Frances Messano wants her organization to nurture promising, diverse talent within school districts — and within the education companies that serve them.

Messano is in her first year as president of NewSchools Venture Fund,  a nonprofit venture philanthropy that accepts charitable donations and invests the money into schools, organizations, and private education companies.

NewSchools focuses its investments on early-stage companies, and provides them with guidance and support. Helping underserved communities is a core tenet of its work.

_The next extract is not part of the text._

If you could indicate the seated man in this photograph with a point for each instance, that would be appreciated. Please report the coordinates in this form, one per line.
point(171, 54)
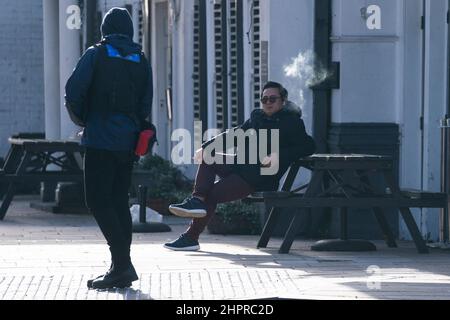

Earlier this year, the organization announced plans to invest $100 million in four investment areas that promote diversity, equity, and inclusion in schools and among entrepreneurs.

Those four areas are nurturing diverse leaders, which includes supporting Black and Latino educators in school districts; promoting innovative school designs and learning environments; backing learning solutions, or efforts to support early-stage entrepreneurs; and supporting racial equity through investments that fall outside the other three priorities.

NewSchools unveiled those four focus areas in January, at the same time the organization announced the appointment of Messano as president. It was a newly created position in which she works with CEO Stacey Childress and guides all the organization’s investment areas.

Even before she took on her new role, Messano has taken a strong interest in the struggles of minority entrepreneurs to secure venture capital. She authored a report for NewSchools on the topic two years ago, and says it will be a priority for the organization.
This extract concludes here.